An advantage shared by both the embodiments of FIGS. 1 and 2, is that the reactor size can be reduced by reducing the empty space above the fluidized beds. It is no longer necessary to use this empty space for gravity separation of solids from the gas, nor is it necessary to provide dry separation equipment in the fluidized beds as has been done in the past. Thus, the gas leaving each fluidized bed need not be as thoroughly freed of fine solid particles as in the past, because it is no longer fed in that same condition to the next reactor upstream.

And of course, as indicated at the outset, a great advantage of the present invention over the prior art is that a better distribution of the gas over and through the perforated plates at the bottom of the fluidized beds is achieved, because clogging of the perforations is prevented, and sticking and coalescing of the solid mass is avoided, thereby to achieve maximum and uniform production.

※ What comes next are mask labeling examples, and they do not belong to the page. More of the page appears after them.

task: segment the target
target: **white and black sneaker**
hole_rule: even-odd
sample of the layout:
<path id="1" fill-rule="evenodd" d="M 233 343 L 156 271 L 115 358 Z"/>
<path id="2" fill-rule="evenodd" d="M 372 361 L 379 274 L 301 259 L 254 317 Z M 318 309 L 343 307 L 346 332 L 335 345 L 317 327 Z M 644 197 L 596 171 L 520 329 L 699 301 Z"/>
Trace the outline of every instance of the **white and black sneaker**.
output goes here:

From a consideration of the foregoing disclosure, therefore, it will be evident that all of the initially recited objects of the present invention have been achieved.

Although the present invention has been described and illustrated in connection with preferred embodiments, it is to be understood that modifications and variations may be resorted to without departing from the spirit of the invention, as those skilled in this art will readily understand. Such modifications and variations are considered to be within the purview and scope of the present invention as defined by the appended claims.

Claims

1. A process for the direct reduction of iron ore, comprising establishing a plurality of fluidized beds each of which has a horizontal perforated plate at the bottom thereof, heating and progressively reducing iron ore by passing said iron ore in series through said plurality of fluidized beds, fluidizing said beds with reducing gas by passing said reducing gas up through the perforated plate of each bed, removing partially spent reducing gas from each said bed, cooling and washing said partially spent reducing gas to remove substantially all the solids thereform, heating said washed gas, and again feeding said heated fluidizing gas through a said bed from beneath the perforated plate thereof, all the fluidizing gas that passes between said beds being subjected to said washing between said beds.

2. A process as claimed in claim 1, and feeding said gas to said beds in a plurality of parallel streams, combining said streams, performing said washing step on said combined stream, and dividing said combined stream into said plurality of parallel streams.

3. A process as claimed in claim 2, said selectively regulating the proportion that each of said parallel streams bears to said combined stream.

4. A process as claimed in claim 1, in which said gas flows through said beds in series in the reverse direction from the flow of iron ore through said beds, heating said gas prior to entry into each said bed, cooling said gas after exit from each said bed, and washing the cooled gas prior to heating the gas for entry into the next said bed.